Between the CDC’s recent 1 in 88 autism announcement and the newly released movie about bullying, these two subjects are hot topics in the news. Therefore, I was delighted when the folks at the UK website www.autismfile.com asked if DifferentDream.com would run some articles, I said yes. Without further ado, here’s Leslie Phillips article that includes both autism and bullying.
Autism and Bullying
by Leslie Phillips, Autism File
The short and long term consequences of being a bullying victim are serious — sometimes even life-threatening. Studies show children who are bullied often perceive themselves as victims into adulthood, powerless to change their situation. This results in low self esteem, problems in relationships and on the job, and tragically, sometimes suicide.
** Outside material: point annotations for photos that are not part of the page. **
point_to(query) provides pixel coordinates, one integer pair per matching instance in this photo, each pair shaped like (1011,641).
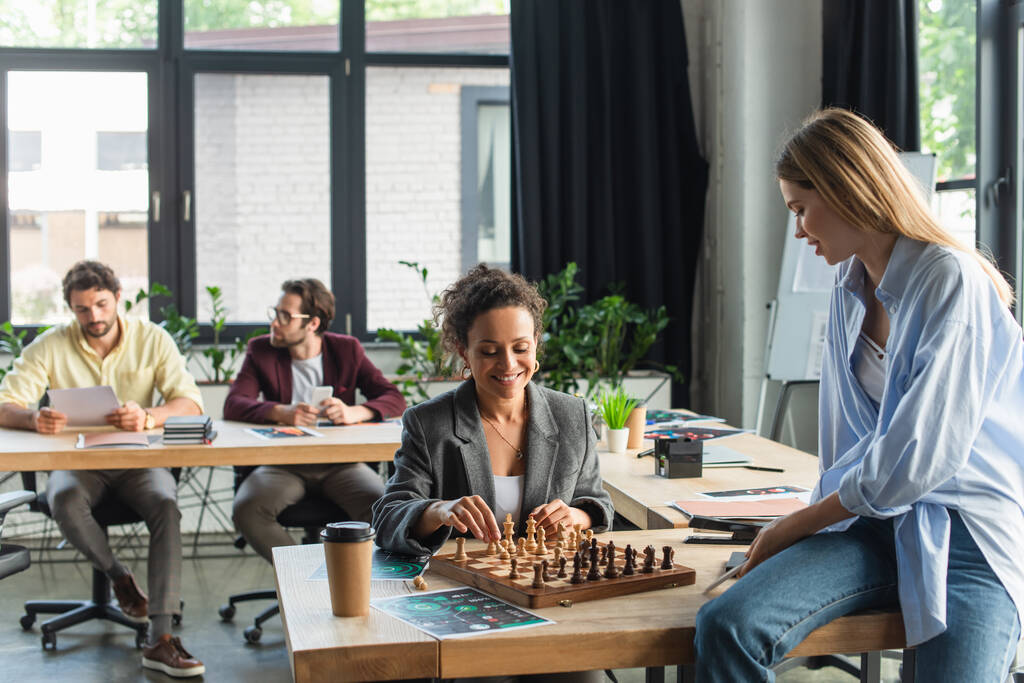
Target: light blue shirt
(948,432)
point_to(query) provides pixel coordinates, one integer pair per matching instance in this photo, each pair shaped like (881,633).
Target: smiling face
(832,237)
(501,351)
(95,310)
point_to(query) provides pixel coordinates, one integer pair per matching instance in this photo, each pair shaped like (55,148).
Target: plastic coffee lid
(348,531)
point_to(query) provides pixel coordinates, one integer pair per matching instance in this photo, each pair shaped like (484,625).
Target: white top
(306,376)
(869,367)
(508,498)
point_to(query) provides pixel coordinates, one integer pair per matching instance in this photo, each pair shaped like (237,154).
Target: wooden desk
(651,629)
(364,442)
(641,496)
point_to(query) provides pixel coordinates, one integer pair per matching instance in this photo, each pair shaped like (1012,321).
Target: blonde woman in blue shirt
(922,434)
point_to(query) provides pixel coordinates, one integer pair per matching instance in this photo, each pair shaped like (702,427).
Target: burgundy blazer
(267,370)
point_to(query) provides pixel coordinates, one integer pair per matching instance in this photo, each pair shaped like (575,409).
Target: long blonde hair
(857,172)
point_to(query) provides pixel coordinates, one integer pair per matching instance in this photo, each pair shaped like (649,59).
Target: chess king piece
(460,550)
(542,548)
(538,578)
(667,554)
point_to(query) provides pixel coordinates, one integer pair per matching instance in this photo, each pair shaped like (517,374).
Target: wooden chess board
(491,573)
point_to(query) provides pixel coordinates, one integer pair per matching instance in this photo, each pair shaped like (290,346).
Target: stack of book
(188,429)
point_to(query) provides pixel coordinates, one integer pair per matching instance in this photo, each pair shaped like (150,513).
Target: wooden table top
(23,451)
(641,630)
(642,497)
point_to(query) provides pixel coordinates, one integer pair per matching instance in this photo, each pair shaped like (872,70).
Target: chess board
(491,573)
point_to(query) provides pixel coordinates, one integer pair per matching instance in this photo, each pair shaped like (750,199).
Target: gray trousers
(270,488)
(153,494)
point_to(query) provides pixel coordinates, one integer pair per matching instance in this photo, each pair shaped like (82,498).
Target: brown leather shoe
(170,656)
(131,598)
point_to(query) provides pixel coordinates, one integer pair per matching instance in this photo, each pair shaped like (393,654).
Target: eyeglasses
(283,316)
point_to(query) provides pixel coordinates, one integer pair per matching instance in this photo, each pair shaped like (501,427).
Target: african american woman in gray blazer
(497,444)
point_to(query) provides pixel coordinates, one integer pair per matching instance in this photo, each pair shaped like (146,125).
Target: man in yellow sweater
(135,357)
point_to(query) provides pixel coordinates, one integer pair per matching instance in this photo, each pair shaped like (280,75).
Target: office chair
(108,512)
(12,558)
(311,513)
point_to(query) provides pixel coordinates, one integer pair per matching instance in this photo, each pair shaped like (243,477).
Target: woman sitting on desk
(497,444)
(922,441)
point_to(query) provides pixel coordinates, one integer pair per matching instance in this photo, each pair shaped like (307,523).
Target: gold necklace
(518,451)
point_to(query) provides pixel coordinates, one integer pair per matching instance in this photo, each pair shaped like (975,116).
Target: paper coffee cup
(348,551)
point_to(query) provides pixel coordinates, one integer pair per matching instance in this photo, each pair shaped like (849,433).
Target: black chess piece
(630,561)
(667,554)
(648,559)
(595,572)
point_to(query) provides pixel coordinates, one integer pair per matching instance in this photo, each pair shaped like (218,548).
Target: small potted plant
(615,408)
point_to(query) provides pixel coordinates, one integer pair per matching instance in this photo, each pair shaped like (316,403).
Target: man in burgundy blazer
(285,367)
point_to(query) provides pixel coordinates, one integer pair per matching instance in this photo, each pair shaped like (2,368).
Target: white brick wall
(414,164)
(262,186)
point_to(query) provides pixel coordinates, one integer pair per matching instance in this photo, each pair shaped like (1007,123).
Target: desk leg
(870,667)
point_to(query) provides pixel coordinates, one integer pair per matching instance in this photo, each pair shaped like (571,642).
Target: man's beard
(107,325)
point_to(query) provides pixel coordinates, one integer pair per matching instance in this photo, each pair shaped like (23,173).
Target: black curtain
(869,63)
(606,169)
Research tells us that children with disabilities are two to three times more likely to be bullied than their non-disabled peers.(1) Children on the spectrum are even more vulnerable. In a 2009 survey conducted by Massachusetts Advocates for Children(2), 88 percent of parents of children on the spectrum reported bullying, and in nearly 40 percent of these cases, the child was victimized for more than a year. This statistic is even more sobering when you consider bullying often goes unreported by a child who fears getting adults involved will only make matters worse.
According to a 2009 article in Issues in Comprehensive Pediatric Nursing(3), 47 percent of parents reported their child with autism had been hit by peers or siblings, 65 percent said their child with Asperger’s had been victimized by peers in some way, and 50 percent reported their children were being scared by their peers.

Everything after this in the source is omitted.